Head-to-Knee Pose is combined with Stretching Pose (Janushirasana and Paschimotanasana) to provide optimal benefits for a more intense sitting area. You need to keep a good hold with fingers in between, elbows in the face nearer to the belly.

This pose is called the Head to Knee Pose in other forms of Yoga.

Spine Twisting Pose (Ardha Matsyendrasana)

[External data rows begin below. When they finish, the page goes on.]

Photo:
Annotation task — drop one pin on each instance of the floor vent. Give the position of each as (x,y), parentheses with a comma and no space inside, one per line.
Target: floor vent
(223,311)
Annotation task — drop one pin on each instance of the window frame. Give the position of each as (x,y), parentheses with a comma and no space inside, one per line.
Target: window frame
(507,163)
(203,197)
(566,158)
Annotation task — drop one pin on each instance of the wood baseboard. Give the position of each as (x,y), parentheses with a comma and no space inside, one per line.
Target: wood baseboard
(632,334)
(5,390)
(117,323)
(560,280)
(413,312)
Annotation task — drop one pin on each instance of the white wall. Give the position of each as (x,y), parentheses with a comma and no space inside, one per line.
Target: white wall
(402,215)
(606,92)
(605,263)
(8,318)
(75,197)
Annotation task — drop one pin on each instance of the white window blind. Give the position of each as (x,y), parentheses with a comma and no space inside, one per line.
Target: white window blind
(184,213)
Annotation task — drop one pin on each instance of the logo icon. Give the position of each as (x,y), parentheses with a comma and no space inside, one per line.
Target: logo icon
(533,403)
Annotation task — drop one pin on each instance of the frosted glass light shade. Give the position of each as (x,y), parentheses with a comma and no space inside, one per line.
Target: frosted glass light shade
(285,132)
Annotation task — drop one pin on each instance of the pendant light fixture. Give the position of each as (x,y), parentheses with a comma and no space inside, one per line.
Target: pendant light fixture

Spine Twisting Pose (Ardha Matsyendrasana) is conducted on each side to change your backbone. In this pose you will need to inhale on length and exhale on twist.

Another name for this posture, practised in other Yoga styles, is Half Lord of the Fishes.

Blowing in Firm (Vajrasana)

The Hot Yoga sequence concludes with a kneeling position and a pranayama exercise. It is specifically the use of Kapalbhati breathing while in Vajrasana. You will need to keep the spine straight, belly should be relaxed, Inhale and exhale should be passive and active through the lips.

The Benefits of Hot Yoga

You’re not the only one if being in shape and reducing tension sounds appealing. The excellent thing is that both hot yoga tend to improve comfort and health.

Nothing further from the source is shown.